Attention Must Be Paid, Part 2
So this coincidence occurred. The very same day I was reading about attention, rereading what Sharon Begley says about attention in Train Your Mind, Change Your Brain, I also happened to be preparing to teach Death of a Salesman to my seniors. I looked for an excerpt online and downloaded it so we could read it as a preview to reading the entire play. The excerpt is a brief 4 pages. In it I was surprised to come across this, a speech by Willy Loman’s wife, Linda:
I don’t say he’s a great man. Willy Loman never made a lot of money. His name was never in the paper. He’s not the finest character that ever lived. But he’s a human being, and a terrible thing is happening to him. So attention must be paid. He’s not to be allowed to fall into his grave like an old dog. Attention, attention must be finally paid to such a person.

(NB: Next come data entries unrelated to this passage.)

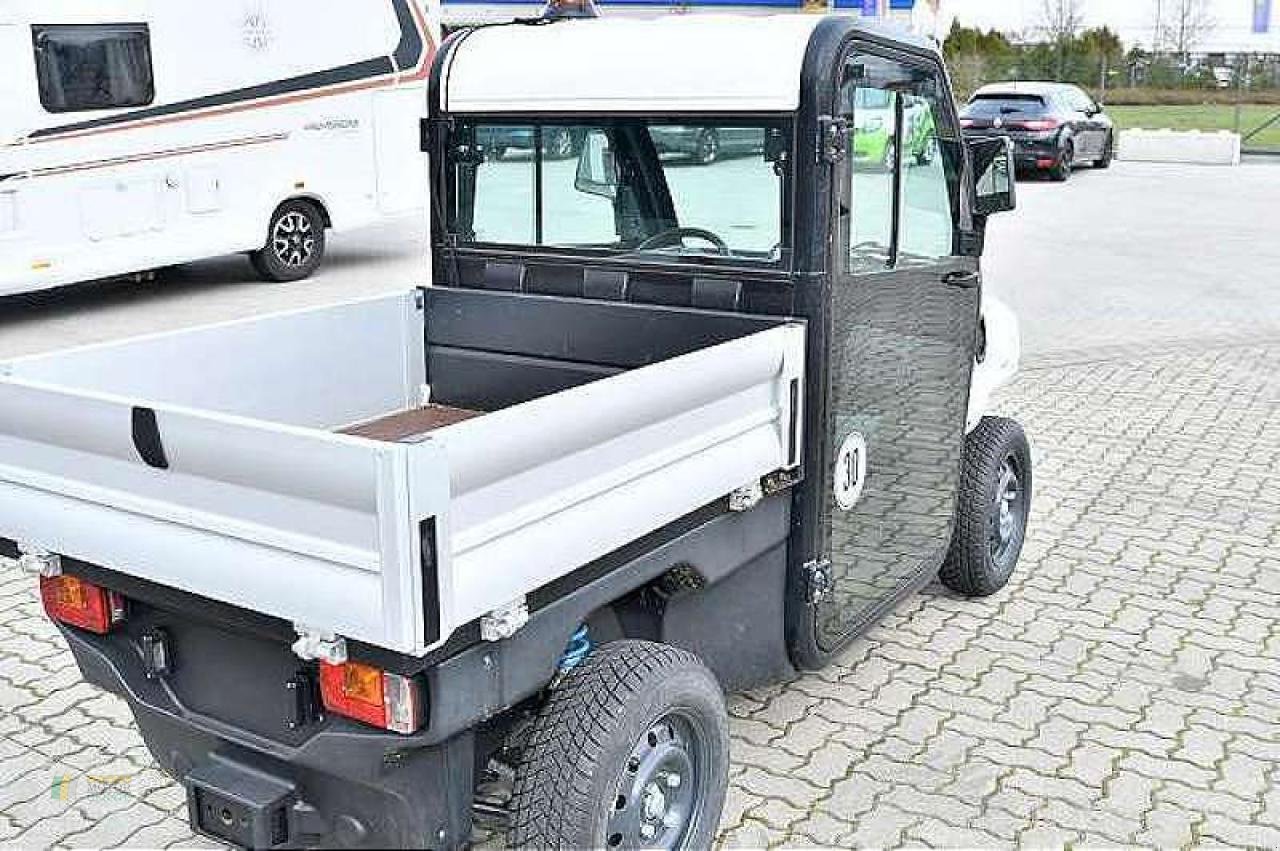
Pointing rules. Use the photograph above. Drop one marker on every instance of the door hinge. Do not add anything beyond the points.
(318, 645)
(833, 131)
(818, 581)
(504, 621)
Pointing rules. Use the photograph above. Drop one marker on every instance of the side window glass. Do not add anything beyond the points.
(577, 202)
(926, 233)
(504, 183)
(901, 145)
(872, 110)
(86, 68)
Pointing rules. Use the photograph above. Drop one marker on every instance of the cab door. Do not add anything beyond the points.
(903, 333)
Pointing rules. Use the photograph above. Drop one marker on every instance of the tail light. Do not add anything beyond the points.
(371, 695)
(72, 600)
(1038, 124)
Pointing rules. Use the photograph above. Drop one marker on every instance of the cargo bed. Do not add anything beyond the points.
(392, 469)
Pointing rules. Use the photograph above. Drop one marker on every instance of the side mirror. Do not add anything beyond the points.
(597, 168)
(995, 187)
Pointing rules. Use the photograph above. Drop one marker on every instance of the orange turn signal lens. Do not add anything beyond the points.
(371, 695)
(72, 600)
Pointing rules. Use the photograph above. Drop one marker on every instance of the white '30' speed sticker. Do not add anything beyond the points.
(850, 471)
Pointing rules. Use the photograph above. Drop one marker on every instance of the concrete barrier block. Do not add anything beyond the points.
(1180, 146)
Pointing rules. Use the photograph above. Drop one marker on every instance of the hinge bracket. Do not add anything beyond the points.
(319, 645)
(39, 562)
(746, 497)
(835, 138)
(504, 621)
(818, 581)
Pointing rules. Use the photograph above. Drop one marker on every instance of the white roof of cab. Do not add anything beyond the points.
(675, 63)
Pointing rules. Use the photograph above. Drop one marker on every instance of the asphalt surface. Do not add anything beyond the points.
(1123, 690)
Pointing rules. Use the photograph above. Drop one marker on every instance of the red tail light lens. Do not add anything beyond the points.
(371, 695)
(72, 600)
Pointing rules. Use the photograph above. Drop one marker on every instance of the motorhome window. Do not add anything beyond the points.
(654, 190)
(92, 67)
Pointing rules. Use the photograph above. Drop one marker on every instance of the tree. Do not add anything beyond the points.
(1060, 22)
(1182, 24)
(977, 56)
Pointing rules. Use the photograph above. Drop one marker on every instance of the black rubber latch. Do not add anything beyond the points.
(146, 439)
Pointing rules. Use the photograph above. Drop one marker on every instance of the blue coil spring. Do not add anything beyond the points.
(577, 649)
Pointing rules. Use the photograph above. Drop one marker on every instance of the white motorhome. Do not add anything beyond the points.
(137, 135)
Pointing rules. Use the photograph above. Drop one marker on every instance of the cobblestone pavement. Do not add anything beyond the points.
(1125, 689)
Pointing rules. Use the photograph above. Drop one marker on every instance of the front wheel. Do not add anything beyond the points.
(992, 511)
(295, 243)
(630, 751)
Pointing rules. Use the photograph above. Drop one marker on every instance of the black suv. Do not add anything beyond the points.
(1054, 126)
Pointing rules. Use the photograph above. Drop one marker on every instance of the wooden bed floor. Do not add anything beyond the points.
(408, 426)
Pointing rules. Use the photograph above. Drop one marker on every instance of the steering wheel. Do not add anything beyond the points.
(676, 236)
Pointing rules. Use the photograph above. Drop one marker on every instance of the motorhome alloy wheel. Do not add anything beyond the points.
(295, 242)
(293, 239)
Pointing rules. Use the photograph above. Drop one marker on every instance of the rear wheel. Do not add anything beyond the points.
(992, 511)
(1109, 152)
(295, 243)
(1061, 172)
(630, 751)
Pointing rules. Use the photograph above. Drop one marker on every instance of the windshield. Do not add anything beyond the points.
(630, 186)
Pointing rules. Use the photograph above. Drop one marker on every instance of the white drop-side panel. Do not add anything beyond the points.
(544, 488)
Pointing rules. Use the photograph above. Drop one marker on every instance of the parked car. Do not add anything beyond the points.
(705, 145)
(1054, 126)
(874, 118)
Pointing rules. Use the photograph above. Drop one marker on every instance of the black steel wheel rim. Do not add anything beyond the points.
(662, 788)
(1008, 520)
(293, 239)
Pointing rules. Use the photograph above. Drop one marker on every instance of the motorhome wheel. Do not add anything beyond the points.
(295, 243)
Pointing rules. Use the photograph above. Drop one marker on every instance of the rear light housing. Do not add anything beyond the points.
(371, 695)
(72, 600)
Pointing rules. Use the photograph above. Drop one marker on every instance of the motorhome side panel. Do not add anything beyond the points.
(284, 108)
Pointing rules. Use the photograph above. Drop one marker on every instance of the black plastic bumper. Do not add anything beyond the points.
(339, 788)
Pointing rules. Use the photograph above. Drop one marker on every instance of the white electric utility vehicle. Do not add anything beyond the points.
(138, 135)
(493, 548)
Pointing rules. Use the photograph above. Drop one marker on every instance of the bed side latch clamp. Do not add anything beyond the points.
(504, 621)
(319, 645)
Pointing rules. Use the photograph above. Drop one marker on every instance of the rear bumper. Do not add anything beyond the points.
(343, 787)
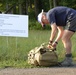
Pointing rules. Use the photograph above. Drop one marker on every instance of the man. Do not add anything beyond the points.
(58, 18)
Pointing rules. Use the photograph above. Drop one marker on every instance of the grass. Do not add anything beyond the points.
(14, 50)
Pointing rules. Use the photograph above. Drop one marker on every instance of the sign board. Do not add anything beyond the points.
(13, 25)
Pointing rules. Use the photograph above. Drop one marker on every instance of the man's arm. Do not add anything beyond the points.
(59, 36)
(60, 33)
(53, 31)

Here then is the same line Sharon Begley uses as a heading to introduce the notion of attention in her book: attention must be paid. You may already be quite familiar with the play. In it Willy Loman, played by Dustin Hoffman in one of the film versions, is a salesman who has tried to live his version of the American Dream—be well liked, become successful through being well-liked, do whatever it takes to become well liked, and, perhaps most important of all, have well-liked and successful sons. It isn’t working out so well for him. He’s past mid-life and things are falling apart. He’s getting increasingly confused. He’s living in the past, talking to ghosts. In this context, the lines his wife says are so powerful: He’s not the finest character that ever lived. But he’s a human being, and a terrible thing is happening to him. So attention must be paid.

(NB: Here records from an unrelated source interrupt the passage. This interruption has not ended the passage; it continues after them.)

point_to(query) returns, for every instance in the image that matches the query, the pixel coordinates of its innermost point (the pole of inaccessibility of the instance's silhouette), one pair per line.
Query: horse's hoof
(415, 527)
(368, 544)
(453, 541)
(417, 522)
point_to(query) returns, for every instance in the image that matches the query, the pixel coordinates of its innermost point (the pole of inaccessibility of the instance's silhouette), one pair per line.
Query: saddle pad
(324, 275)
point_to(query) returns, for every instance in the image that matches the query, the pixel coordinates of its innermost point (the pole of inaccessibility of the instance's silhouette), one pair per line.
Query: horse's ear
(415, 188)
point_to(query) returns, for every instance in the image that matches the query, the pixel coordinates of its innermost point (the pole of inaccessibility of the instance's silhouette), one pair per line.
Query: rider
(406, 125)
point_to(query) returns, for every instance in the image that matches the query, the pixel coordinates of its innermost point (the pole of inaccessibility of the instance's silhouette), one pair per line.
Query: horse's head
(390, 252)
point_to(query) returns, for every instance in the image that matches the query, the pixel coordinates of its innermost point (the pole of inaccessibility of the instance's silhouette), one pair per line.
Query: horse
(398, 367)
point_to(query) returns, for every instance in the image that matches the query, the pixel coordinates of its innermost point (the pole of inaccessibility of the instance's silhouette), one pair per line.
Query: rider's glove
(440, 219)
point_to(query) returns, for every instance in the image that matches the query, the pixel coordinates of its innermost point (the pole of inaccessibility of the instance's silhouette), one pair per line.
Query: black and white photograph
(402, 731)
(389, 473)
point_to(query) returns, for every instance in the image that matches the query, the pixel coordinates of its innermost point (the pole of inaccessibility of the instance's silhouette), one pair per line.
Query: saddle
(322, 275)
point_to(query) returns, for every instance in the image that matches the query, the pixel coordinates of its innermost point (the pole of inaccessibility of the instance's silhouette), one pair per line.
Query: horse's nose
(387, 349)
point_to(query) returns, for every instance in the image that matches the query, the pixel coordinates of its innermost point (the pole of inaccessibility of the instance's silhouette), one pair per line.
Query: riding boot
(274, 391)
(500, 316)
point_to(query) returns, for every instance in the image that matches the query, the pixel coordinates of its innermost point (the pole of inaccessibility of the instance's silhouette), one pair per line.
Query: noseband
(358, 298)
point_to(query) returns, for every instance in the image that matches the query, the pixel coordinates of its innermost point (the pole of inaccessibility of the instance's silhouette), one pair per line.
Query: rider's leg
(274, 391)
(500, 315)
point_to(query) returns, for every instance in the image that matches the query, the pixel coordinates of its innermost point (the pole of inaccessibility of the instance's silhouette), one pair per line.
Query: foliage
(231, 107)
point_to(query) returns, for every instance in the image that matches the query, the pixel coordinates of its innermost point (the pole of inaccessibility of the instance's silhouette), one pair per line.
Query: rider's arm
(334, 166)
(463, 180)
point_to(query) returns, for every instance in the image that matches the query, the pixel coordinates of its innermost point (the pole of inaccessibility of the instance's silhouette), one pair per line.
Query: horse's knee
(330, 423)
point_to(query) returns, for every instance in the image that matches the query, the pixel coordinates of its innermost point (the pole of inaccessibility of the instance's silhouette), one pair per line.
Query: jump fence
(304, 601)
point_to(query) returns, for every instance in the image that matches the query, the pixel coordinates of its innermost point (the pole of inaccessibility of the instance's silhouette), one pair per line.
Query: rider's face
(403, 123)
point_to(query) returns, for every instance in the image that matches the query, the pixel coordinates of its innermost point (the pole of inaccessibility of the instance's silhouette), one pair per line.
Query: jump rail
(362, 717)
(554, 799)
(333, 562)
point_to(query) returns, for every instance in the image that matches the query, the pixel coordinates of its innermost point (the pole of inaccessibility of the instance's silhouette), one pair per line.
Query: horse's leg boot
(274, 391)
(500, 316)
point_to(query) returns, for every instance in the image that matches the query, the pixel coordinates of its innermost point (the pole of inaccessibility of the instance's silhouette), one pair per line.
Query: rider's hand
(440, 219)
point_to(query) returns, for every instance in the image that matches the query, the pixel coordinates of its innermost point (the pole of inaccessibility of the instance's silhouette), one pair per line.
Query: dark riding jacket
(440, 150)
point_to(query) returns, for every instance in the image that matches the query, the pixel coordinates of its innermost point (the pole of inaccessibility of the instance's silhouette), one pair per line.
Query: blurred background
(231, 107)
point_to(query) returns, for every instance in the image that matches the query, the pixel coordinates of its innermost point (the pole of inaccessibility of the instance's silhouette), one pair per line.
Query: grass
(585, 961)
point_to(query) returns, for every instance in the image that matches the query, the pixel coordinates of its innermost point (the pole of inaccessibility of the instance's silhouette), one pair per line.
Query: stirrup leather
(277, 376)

What struck me in particular about this is the way it got me thinking of what it is we direct our attention to. We’re awash in sensory stimuli—billions of neurons potentially firing—and amidst this sea we’re always choosing where to direct our attention. I’d been thinking of attention as important in directing us toward what’s valuable in our environment—the jewels among the debris—what we want to hang on to and remember and learn. What I’d missed—and what this excerpt reminded me to consider—is the way we also have to direct our attention toward what is painful—toward those who are suffering—and toward those who perhaps have something to teach us in their suffering. The closer I look at Arthur Miller’s play the more I see it as brilliant. Willy Loman was trying to live by a myth he believed in—and the myth is failing him. He’s a human being, and a terrible thing is happening to him.

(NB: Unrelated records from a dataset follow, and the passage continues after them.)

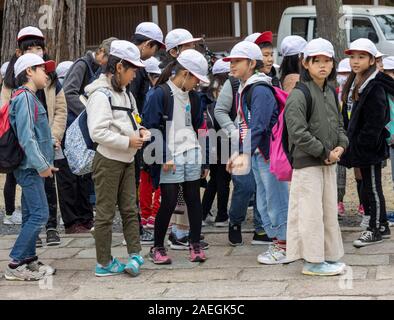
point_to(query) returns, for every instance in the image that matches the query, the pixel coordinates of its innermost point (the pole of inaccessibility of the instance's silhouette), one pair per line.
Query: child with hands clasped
(316, 142)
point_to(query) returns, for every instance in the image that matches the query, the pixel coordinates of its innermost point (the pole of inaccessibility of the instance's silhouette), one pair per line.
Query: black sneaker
(262, 238)
(368, 238)
(53, 238)
(39, 243)
(235, 235)
(385, 231)
(178, 244)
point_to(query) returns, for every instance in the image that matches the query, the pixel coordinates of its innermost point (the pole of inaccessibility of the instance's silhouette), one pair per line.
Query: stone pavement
(229, 273)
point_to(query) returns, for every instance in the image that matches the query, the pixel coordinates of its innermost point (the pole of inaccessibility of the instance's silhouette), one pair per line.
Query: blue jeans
(35, 213)
(244, 189)
(272, 199)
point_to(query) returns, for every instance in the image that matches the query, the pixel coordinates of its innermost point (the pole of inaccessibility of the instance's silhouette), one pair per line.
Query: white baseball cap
(195, 62)
(292, 45)
(127, 51)
(30, 32)
(245, 50)
(150, 30)
(221, 66)
(63, 68)
(362, 44)
(4, 68)
(178, 37)
(319, 47)
(152, 65)
(344, 66)
(388, 63)
(31, 60)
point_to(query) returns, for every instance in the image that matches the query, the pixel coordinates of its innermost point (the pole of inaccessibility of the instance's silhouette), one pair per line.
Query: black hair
(22, 78)
(172, 68)
(23, 45)
(139, 39)
(111, 69)
(305, 76)
(290, 65)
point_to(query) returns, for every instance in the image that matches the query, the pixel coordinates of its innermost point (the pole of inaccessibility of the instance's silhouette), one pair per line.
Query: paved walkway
(229, 273)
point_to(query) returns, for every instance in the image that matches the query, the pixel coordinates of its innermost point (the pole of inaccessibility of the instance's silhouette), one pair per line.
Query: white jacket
(110, 129)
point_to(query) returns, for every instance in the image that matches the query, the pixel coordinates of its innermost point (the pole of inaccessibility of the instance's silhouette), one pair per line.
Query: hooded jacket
(366, 127)
(111, 129)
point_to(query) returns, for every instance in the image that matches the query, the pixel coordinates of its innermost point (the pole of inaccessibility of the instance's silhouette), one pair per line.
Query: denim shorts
(188, 168)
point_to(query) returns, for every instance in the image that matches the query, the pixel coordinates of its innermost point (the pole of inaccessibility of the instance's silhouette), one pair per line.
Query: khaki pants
(313, 232)
(114, 183)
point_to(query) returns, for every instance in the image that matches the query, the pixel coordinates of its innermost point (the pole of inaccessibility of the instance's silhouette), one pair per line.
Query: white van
(373, 22)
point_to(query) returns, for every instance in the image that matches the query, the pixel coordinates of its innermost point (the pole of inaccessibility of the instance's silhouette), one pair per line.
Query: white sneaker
(274, 255)
(365, 222)
(14, 219)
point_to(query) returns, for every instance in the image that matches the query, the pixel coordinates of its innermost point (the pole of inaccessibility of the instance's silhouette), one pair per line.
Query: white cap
(221, 66)
(195, 62)
(4, 68)
(127, 51)
(63, 68)
(344, 66)
(152, 65)
(30, 32)
(388, 63)
(245, 50)
(178, 37)
(31, 60)
(362, 44)
(319, 47)
(292, 45)
(150, 30)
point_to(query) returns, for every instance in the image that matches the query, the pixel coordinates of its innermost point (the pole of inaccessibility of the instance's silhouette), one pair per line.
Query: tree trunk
(330, 26)
(61, 21)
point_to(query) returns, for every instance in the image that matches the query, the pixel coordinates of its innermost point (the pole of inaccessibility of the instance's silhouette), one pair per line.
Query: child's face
(38, 77)
(268, 59)
(242, 68)
(360, 61)
(319, 67)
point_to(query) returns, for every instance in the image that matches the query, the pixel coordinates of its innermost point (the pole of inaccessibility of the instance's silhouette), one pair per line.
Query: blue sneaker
(134, 264)
(322, 269)
(115, 268)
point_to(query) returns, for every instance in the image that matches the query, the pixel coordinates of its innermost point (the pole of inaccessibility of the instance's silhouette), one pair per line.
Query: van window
(361, 28)
(386, 23)
(299, 27)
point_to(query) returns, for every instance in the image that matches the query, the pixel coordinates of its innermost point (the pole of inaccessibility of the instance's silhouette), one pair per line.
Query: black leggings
(372, 194)
(169, 196)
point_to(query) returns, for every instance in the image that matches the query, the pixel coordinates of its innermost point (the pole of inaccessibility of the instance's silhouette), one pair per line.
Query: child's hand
(170, 165)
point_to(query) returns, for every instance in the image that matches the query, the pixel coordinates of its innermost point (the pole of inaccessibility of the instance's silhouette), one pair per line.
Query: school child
(265, 42)
(317, 144)
(255, 124)
(219, 182)
(365, 99)
(182, 155)
(76, 204)
(119, 136)
(31, 40)
(291, 48)
(29, 121)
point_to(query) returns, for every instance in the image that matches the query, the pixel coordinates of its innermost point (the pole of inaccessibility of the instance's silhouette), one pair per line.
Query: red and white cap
(31, 60)
(195, 62)
(178, 37)
(319, 47)
(245, 50)
(150, 30)
(127, 51)
(362, 44)
(260, 37)
(30, 32)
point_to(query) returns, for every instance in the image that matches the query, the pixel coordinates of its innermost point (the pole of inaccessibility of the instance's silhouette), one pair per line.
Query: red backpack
(11, 154)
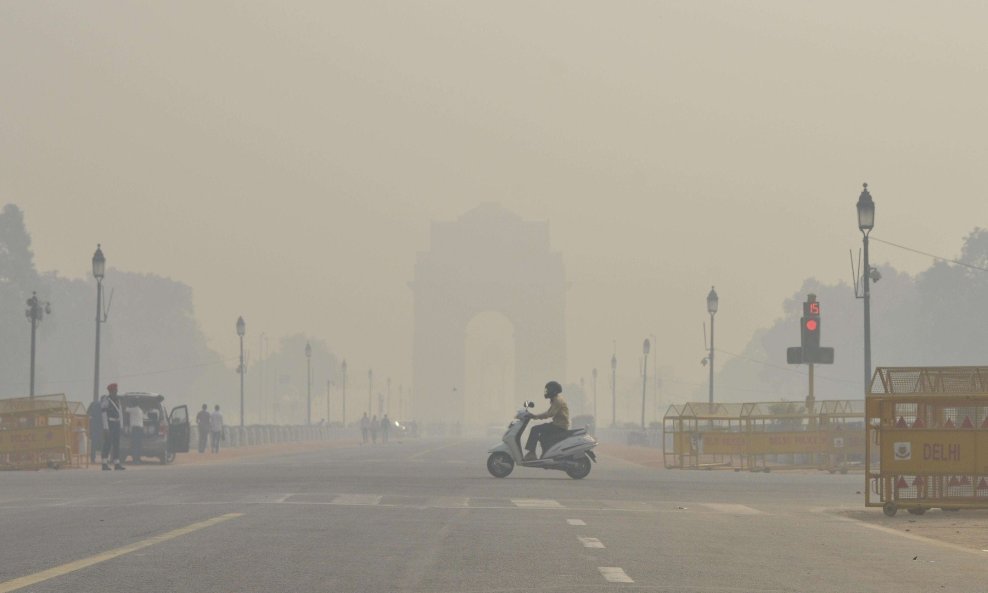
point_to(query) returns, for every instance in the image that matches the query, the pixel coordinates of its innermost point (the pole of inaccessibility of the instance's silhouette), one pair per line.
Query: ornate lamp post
(36, 311)
(712, 302)
(344, 393)
(646, 347)
(308, 389)
(614, 390)
(866, 222)
(99, 270)
(241, 330)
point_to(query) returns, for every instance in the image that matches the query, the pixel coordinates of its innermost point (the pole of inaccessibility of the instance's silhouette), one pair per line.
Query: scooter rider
(558, 411)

Another thing I did with my seniors before starting the play was to ask, Should literature be studied in high school? Why or why not? Out of twelve or so small groups that gave mini-presentations, eleven were in favor of it. (The twelfth group wanted to deal more with song lyrics and films, which could be, depending on your definition, a kind of literature.) A thread running through nearly all of their presentations was the way that reading has the potential to expand us—not just knowledge and vocabulary, which many of them did mention, but also to expand our understanding of and empathy for people who might be very different from us—or who might be living in very different situations.
There’s something there I think—this connection between attention and understanding and empathy. It’s one of the things reading can do. And writing too—the way we can begin to connect to and inhabit other lives.